The only spanner in the works is the sobering sums involved. Feverish demand for gas means that countries have already paid extraordinary amounts to secure it.
Germany spent 49.5bn euros (£43.25bn) on imports between January and August, according to the Reuters news agency. That’s compared to 17.1bn euros during the same period in 2021.
This is “market forces” at work, says Ms Bockmann. But she emphasises that European nations are “in the best possible position that they could be [in], given the geopolitical situation”.
Mr Carson agrees, adding: “In terms of what can actually be done at the moment, the market has responded appropriately.”
The real question is what happens next. With gas secured for the coming weeks at least, the price of the commodity in Europe has begun to fall.
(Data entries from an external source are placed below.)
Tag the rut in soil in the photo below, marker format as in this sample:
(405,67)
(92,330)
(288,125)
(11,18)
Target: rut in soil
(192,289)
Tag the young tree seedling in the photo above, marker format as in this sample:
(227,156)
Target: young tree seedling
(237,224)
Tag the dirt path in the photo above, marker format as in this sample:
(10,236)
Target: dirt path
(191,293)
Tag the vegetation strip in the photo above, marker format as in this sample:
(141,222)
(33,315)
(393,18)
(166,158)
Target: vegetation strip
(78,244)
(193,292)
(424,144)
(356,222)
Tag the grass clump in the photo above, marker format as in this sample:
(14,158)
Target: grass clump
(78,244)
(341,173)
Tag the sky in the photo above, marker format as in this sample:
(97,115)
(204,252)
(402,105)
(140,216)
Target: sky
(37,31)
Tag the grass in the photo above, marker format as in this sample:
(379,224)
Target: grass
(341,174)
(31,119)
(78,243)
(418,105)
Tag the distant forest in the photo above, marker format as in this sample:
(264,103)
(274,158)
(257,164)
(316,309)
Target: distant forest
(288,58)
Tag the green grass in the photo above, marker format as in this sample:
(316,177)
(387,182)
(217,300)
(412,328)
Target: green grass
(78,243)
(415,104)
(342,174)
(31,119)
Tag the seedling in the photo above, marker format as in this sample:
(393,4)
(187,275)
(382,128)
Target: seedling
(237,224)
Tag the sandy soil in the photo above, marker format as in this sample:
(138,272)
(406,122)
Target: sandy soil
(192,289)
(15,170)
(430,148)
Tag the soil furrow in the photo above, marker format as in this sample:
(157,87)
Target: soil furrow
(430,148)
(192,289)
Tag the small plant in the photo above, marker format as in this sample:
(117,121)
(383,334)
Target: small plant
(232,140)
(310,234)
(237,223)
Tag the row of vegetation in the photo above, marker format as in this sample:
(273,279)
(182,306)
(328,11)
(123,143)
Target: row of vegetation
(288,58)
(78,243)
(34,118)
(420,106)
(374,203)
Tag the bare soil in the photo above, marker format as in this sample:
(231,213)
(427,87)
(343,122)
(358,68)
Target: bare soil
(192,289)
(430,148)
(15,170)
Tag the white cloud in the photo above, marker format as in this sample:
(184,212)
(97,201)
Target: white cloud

Benchmark gas prices in Europe have fallen dramatically since August, but are still more than twice the price they were this time last year.
However, further disruptions to supply and very cold winter months could potentially change the picture yet again.
There’s also the global situation to consider. Heightened demand for LNG imports in Europe has boosted competition for gas around the world. Countries such as Pakistan and Bangladesh that rely on LNG, but which have less financial leverage in the market, have been stung by the current situation.
In general, some LNG that might traditionally have gone to Asia has this year sailed to Europe. It has effectively been “a huge game of musical chairs”, says Mr Halff.
But some Asian nations, notably China, Japan and South Korea, which also use a lot of LNG, will likely seek significant imports in the colder months, potentially fuelling competition between continents.
For Corey Grindal, chief operating officer and head of worldwide trading at LNG producer Cheniere, what’s happening in the LNG market is “a very short-term phenomenon”.
Diversification of energy supplies in Europe should ease things in the coming years.
He adds that the vast majority of his firm’s LNG output this year has already been sold and that Cheniere’s production should rise from 45 million tonnes to 55 million tonnes by around 2026.
The current bonanza over gas has concerned some who argue that pivoting to renewables would be better for the planet and possibly more reliable.
“Renewable deployments is great. I am [all] for doing the right thing for the planet that we live on,” says Mr Grindal.
However, he argues that the need for gas to heat people’s homes and generate electricity is immediate. “We need it today,” he says.
What happens tomorrow depends, in varying degrees, on the war in Ukraine, the weather, the rise of renewables, global demand for gas – and hundreds of ships full of LNG sailing either east or west.